En este período, precisamente, se consolidan la clave y el bolero, originarios de la isla de Cuba, y el bambuco, originario de Colombia y traído a Yucatán en 1908 por el dueto de Pelón y Marín.

La segunda mitad del siglo XX se caracteriza por las valiosas composiciones de Pastor Cervera (1915-2001), que borda sus temas melódicos, a partir de 1954, en los ritmos tradicionales de bolero, clave, capricho y bambuco, como lo hicieron los grandes que le antecedieron, pero con un novedoso y eficaz texto poético de su propia inspiración, en la gran mayoría de sus canciones.

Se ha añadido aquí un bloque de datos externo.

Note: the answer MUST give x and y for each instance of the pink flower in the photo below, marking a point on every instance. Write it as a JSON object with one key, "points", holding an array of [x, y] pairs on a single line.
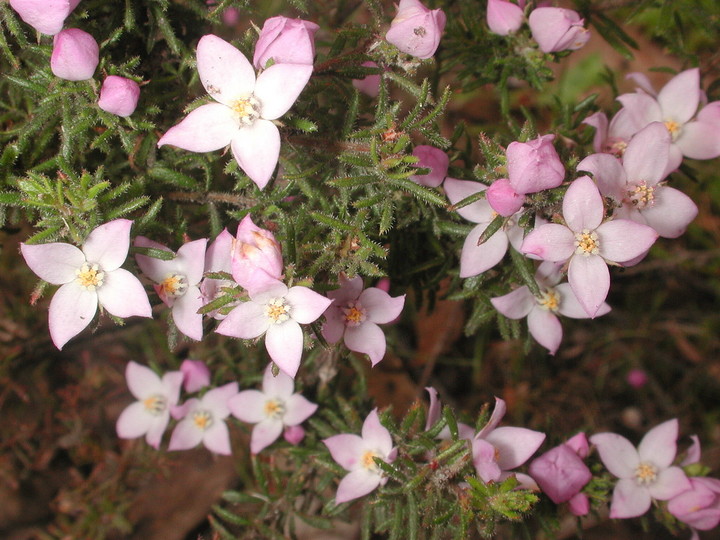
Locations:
{"points": [[119, 95], [196, 375], [476, 259], [560, 472], [434, 159], [45, 16], [203, 420], [369, 84], [177, 282], [89, 276], [645, 473], [588, 243], [150, 414], [75, 55], [357, 454], [534, 165], [504, 17], [256, 256], [416, 30], [355, 314], [542, 312], [277, 312], [496, 450], [272, 409], [246, 107], [634, 184], [286, 41], [557, 29]]}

Y, definitivamente, el prestigio cancioneril de Yucatán se universaliza, a partir de la década de los sesentas, con la aparición del exitoso cantautor Armando Manzanero (1935). Sin duda, el más prolífico y difundido compositor mexicano de nuestro tiempo y una de sus más notorias figuras internacionales, quien tiene por legítimo orgullo haber nacido en Mérida y en un hogar en el que la trova y la jarana tradicionales ocuparon siempre un lugar preferente en su vida cotidiana.